My comments and questions:
“If pigs can fly, then phlogiston causes fire.” This statement is vacuously true. If Sorenson is correct, all claims/theories in science which depend on idealizations are similarly vacuously true since the antecendent is false. Now Sorensen says at 42-43 minute mark that there has to be some “premises” which are added to render certain claims/theories less accurate or correct. But this is not clear and it seems to me to be a little too imprecise to make much sense of his supposition theory.

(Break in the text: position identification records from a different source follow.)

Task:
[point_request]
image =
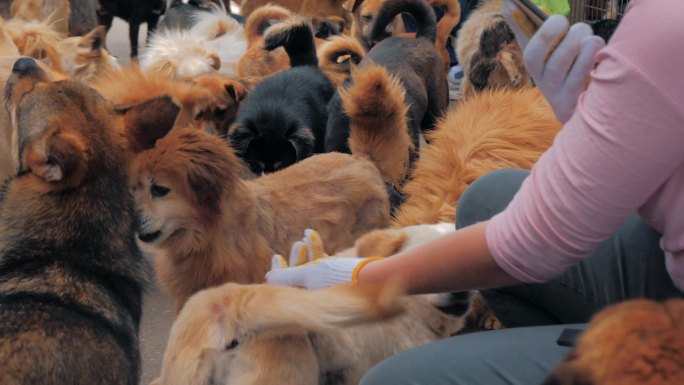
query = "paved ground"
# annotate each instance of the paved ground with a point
(158, 310)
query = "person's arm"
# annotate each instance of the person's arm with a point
(454, 262)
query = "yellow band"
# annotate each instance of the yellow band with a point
(357, 269)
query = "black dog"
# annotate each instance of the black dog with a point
(135, 12)
(283, 120)
(415, 62)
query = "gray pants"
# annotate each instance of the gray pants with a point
(628, 265)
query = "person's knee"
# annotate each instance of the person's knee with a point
(488, 196)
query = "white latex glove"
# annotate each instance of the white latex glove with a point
(560, 58)
(312, 269)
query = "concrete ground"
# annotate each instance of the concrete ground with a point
(158, 311)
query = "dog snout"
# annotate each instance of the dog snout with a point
(26, 66)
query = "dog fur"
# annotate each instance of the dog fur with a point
(337, 57)
(217, 228)
(489, 53)
(135, 13)
(71, 274)
(271, 335)
(492, 130)
(258, 62)
(638, 342)
(415, 62)
(283, 119)
(85, 58)
(56, 11)
(213, 45)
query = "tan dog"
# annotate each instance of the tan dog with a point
(492, 130)
(56, 11)
(206, 226)
(257, 62)
(637, 342)
(85, 58)
(266, 335)
(500, 65)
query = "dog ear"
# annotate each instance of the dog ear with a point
(302, 140)
(240, 136)
(148, 121)
(215, 61)
(58, 157)
(236, 92)
(93, 42)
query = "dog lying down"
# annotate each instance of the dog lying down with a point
(637, 342)
(260, 334)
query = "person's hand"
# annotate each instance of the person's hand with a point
(560, 58)
(311, 268)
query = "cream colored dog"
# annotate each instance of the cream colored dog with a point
(267, 335)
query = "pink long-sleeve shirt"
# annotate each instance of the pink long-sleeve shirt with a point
(621, 152)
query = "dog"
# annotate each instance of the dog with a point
(71, 274)
(36, 38)
(258, 62)
(7, 46)
(204, 226)
(8, 160)
(415, 62)
(489, 53)
(135, 13)
(634, 342)
(208, 102)
(492, 130)
(85, 58)
(267, 335)
(213, 45)
(283, 119)
(58, 12)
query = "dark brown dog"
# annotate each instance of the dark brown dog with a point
(71, 274)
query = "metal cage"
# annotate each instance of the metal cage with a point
(596, 10)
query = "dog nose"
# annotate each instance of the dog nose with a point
(25, 66)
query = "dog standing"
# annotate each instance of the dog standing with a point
(135, 12)
(283, 119)
(71, 274)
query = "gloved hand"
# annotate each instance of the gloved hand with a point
(311, 268)
(559, 58)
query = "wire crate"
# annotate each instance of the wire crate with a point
(595, 10)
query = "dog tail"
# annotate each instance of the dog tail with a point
(337, 57)
(261, 18)
(222, 318)
(297, 37)
(378, 127)
(426, 23)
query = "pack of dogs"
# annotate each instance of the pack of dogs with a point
(227, 138)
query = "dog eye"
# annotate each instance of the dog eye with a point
(220, 113)
(232, 345)
(158, 191)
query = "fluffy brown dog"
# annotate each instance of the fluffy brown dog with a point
(492, 130)
(57, 11)
(206, 226)
(71, 302)
(637, 342)
(266, 335)
(489, 53)
(257, 61)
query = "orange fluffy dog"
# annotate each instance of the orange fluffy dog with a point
(365, 11)
(257, 62)
(206, 226)
(207, 100)
(492, 130)
(637, 342)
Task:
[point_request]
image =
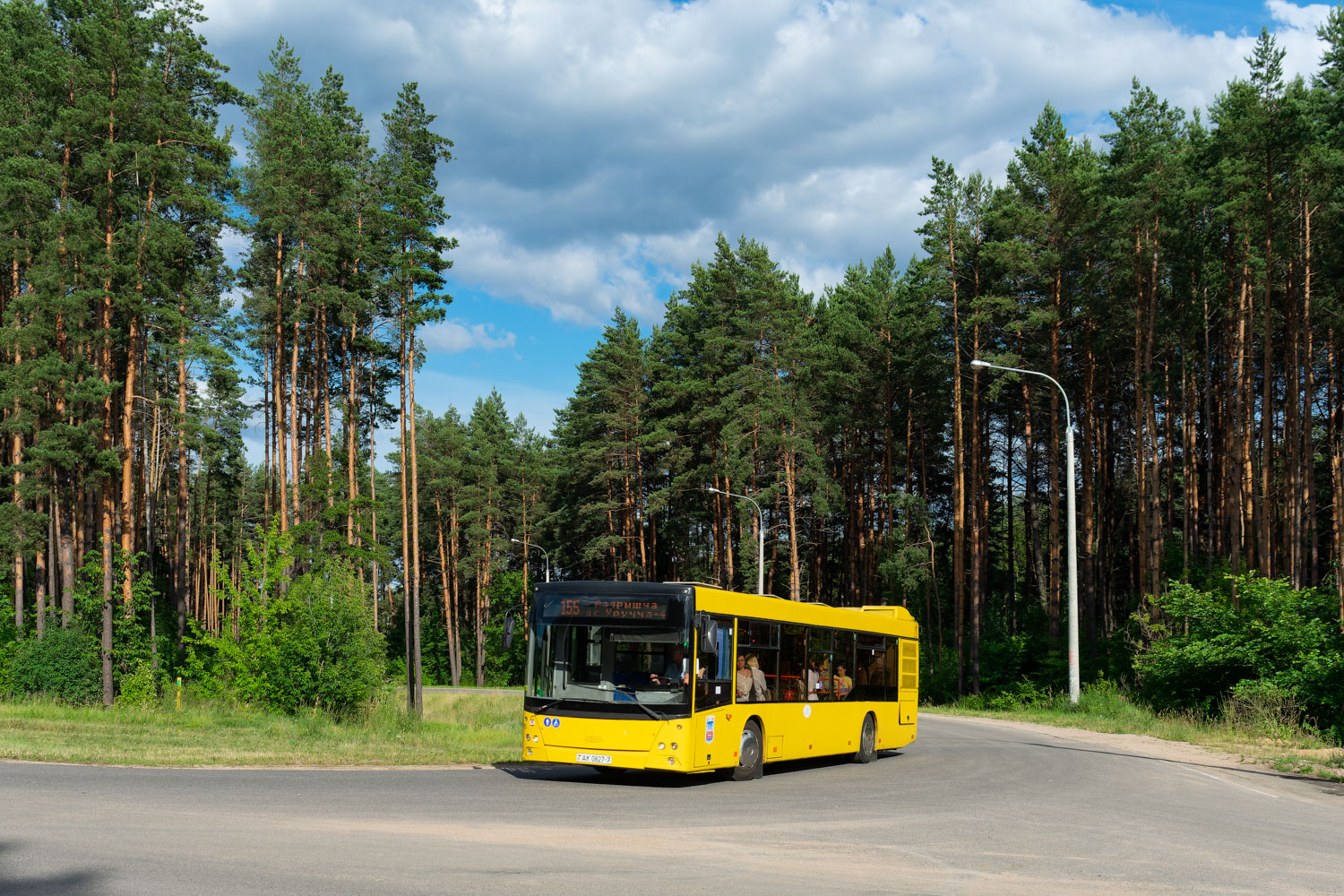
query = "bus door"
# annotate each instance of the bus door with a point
(714, 745)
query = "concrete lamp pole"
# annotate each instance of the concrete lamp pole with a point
(545, 555)
(1073, 527)
(760, 530)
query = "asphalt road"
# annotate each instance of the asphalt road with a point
(970, 807)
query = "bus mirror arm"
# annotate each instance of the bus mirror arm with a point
(508, 625)
(709, 632)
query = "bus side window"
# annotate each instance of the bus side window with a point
(793, 664)
(714, 673)
(870, 677)
(892, 665)
(760, 642)
(843, 681)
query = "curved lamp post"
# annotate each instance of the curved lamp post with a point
(760, 530)
(1073, 527)
(545, 555)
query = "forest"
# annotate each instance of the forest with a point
(1180, 280)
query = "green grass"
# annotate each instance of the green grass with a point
(1265, 735)
(456, 728)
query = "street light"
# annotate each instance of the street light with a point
(547, 556)
(1073, 527)
(760, 530)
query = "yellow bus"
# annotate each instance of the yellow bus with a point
(693, 678)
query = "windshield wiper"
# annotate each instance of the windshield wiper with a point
(547, 705)
(653, 713)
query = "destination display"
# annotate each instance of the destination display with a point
(645, 607)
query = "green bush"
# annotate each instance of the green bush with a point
(303, 642)
(1277, 659)
(140, 688)
(62, 665)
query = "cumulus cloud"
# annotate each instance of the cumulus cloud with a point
(602, 145)
(453, 336)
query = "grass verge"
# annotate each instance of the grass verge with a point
(457, 728)
(1262, 735)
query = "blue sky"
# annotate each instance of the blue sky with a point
(602, 145)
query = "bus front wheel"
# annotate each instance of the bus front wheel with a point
(867, 740)
(750, 754)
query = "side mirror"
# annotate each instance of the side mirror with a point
(508, 625)
(709, 632)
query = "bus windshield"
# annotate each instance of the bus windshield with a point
(591, 649)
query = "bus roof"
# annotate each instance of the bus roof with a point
(879, 619)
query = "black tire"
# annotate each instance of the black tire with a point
(750, 753)
(867, 740)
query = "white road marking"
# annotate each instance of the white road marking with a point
(1234, 783)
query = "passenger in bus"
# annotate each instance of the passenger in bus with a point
(878, 670)
(844, 684)
(814, 678)
(744, 678)
(760, 689)
(675, 669)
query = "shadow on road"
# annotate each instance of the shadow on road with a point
(1285, 775)
(647, 778)
(13, 883)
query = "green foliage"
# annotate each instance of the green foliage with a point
(10, 645)
(1279, 653)
(306, 641)
(140, 688)
(504, 669)
(62, 665)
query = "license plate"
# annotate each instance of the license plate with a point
(593, 758)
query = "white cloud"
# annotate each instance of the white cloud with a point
(453, 336)
(601, 147)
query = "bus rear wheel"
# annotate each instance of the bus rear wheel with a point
(750, 754)
(867, 740)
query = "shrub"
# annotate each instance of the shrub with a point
(301, 642)
(62, 665)
(1274, 659)
(140, 688)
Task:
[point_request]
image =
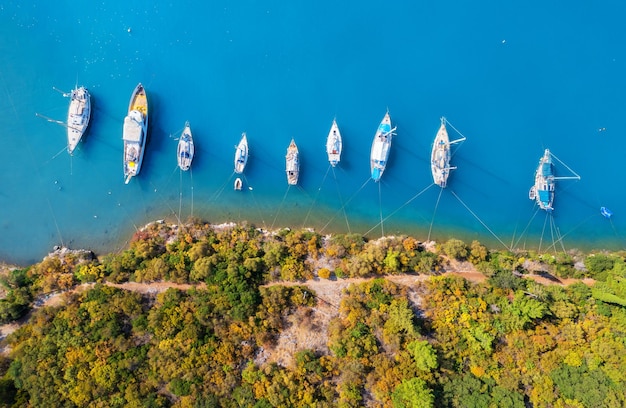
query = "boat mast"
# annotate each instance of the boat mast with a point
(445, 121)
(575, 175)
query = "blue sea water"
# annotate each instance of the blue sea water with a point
(514, 78)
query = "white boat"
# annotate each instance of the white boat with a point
(606, 213)
(293, 163)
(185, 149)
(135, 133)
(440, 156)
(78, 116)
(381, 147)
(241, 154)
(334, 144)
(543, 189)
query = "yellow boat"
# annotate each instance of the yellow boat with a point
(135, 133)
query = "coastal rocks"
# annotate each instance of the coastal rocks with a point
(78, 255)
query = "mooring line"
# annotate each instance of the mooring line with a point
(191, 180)
(573, 229)
(346, 203)
(161, 197)
(432, 221)
(180, 194)
(56, 224)
(526, 229)
(220, 190)
(280, 206)
(543, 230)
(479, 220)
(316, 195)
(345, 215)
(552, 231)
(256, 203)
(402, 206)
(380, 210)
(55, 156)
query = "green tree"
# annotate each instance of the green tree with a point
(413, 393)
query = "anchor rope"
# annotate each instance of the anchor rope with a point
(346, 203)
(402, 206)
(434, 213)
(479, 220)
(319, 189)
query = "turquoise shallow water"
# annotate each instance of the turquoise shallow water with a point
(514, 80)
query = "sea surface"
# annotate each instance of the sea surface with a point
(513, 78)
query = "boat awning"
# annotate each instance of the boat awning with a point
(376, 173)
(132, 130)
(544, 196)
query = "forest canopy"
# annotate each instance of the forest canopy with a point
(243, 325)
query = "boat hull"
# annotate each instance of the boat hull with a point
(440, 157)
(334, 144)
(292, 164)
(241, 154)
(543, 189)
(135, 133)
(381, 146)
(78, 117)
(186, 148)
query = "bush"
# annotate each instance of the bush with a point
(324, 273)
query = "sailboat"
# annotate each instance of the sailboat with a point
(241, 154)
(381, 147)
(440, 156)
(135, 133)
(334, 144)
(238, 184)
(293, 163)
(545, 180)
(186, 149)
(78, 116)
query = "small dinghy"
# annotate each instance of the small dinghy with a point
(238, 184)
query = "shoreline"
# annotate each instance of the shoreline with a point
(174, 223)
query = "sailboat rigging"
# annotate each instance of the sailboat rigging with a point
(545, 181)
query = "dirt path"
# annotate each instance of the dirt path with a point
(329, 292)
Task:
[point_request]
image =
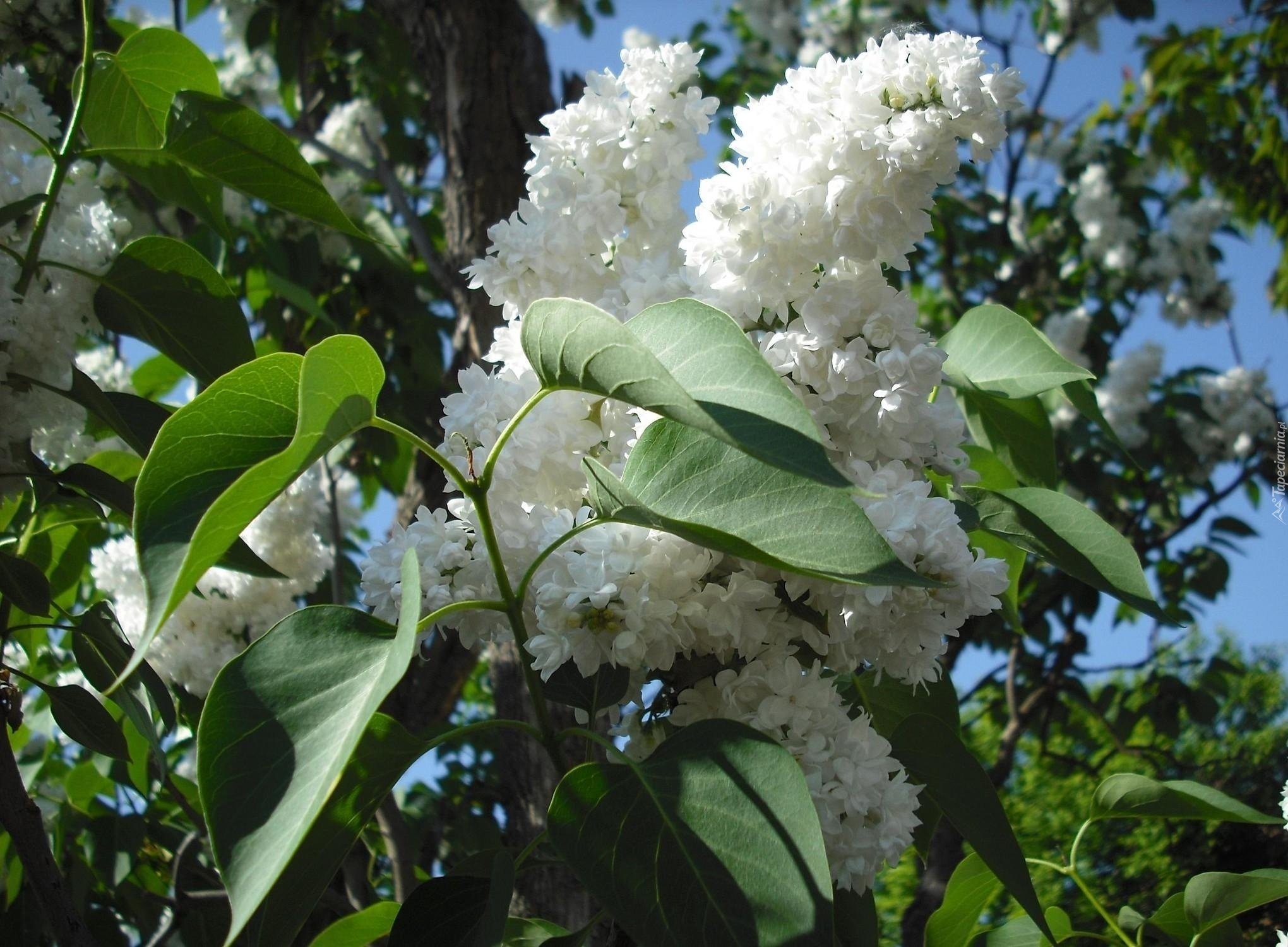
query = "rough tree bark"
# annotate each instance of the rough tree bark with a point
(485, 69)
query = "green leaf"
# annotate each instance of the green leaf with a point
(1070, 537)
(999, 352)
(245, 151)
(383, 755)
(936, 756)
(605, 688)
(1022, 932)
(173, 183)
(21, 208)
(25, 585)
(85, 720)
(1128, 795)
(1083, 397)
(1220, 896)
(278, 729)
(713, 839)
(531, 932)
(856, 919)
(890, 701)
(132, 92)
(223, 458)
(686, 361)
(168, 294)
(360, 929)
(970, 890)
(1017, 432)
(695, 486)
(158, 375)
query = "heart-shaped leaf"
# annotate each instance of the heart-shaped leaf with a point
(1000, 352)
(686, 361)
(167, 294)
(1219, 896)
(223, 458)
(278, 729)
(1070, 537)
(1128, 795)
(695, 486)
(934, 755)
(713, 839)
(132, 90)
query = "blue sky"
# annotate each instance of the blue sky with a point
(1253, 604)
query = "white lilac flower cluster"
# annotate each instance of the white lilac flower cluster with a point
(1098, 209)
(39, 331)
(1181, 265)
(838, 173)
(294, 535)
(1238, 412)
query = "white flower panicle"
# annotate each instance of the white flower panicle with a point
(39, 331)
(836, 177)
(293, 535)
(1123, 392)
(1098, 209)
(1238, 412)
(1181, 263)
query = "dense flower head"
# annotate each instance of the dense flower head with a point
(39, 331)
(835, 179)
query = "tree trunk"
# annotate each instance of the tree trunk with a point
(485, 69)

In any case, I suspect it will not appease realists and may be ammunition for the instrumentalist and other anti-realists that all theories, true or otherwise (under more intuitive notions of scientific truth which seems to be about the world and which are true or false simpliciter and not true under logical material implication with an added false supposition as antecendent), in science or otherwise are similarly vacuously true even if they happen to be less or more accurate, etc, under some premise. In this way, no theory is really true in a more robust sense required by the realist because they will always be vacuously true under some (false) idealization.
What I am missing from Sorensen’s account here?
Sorensen has responded to my question and comment. A passage from his response:
ReplyDelete"If P then Q.
P is close to the truth.
Therefore, Q is close to the truth.
Illustration: If the earth is sphere, then its surface area is 4pi times the square of the earth’s radius. `The earth is a sphere’ is close to the truth. Therefore, the surface area of the earth is 4pi times the square of its radius.
This type of reasoning is inductively strong because a little difference rarely makes a significant difference. With threshold phenomena, some little difference may make a big difference (such as an avalanche). So background knowledge is needed to assess the applicability of the vacuous conditional.
Standards also matter. For some purposes, we will need more accuracy and so need to accommodate the fact that the earth’s spin makes it bulge in the middle. But we can deal with this with another round of idealization; suppose that the earth is an oblate sphere . . . .
Even if we view a theory as a conjunction of assertions, the scientific realist is entitled to use suppositional reasoning in applying these assertions. For the realist is entitled to classical logic and that legitimates both reductio ad absurdum and conditional proof."
This more detailed idea seems to me to be a more plausible account of the supposition theory.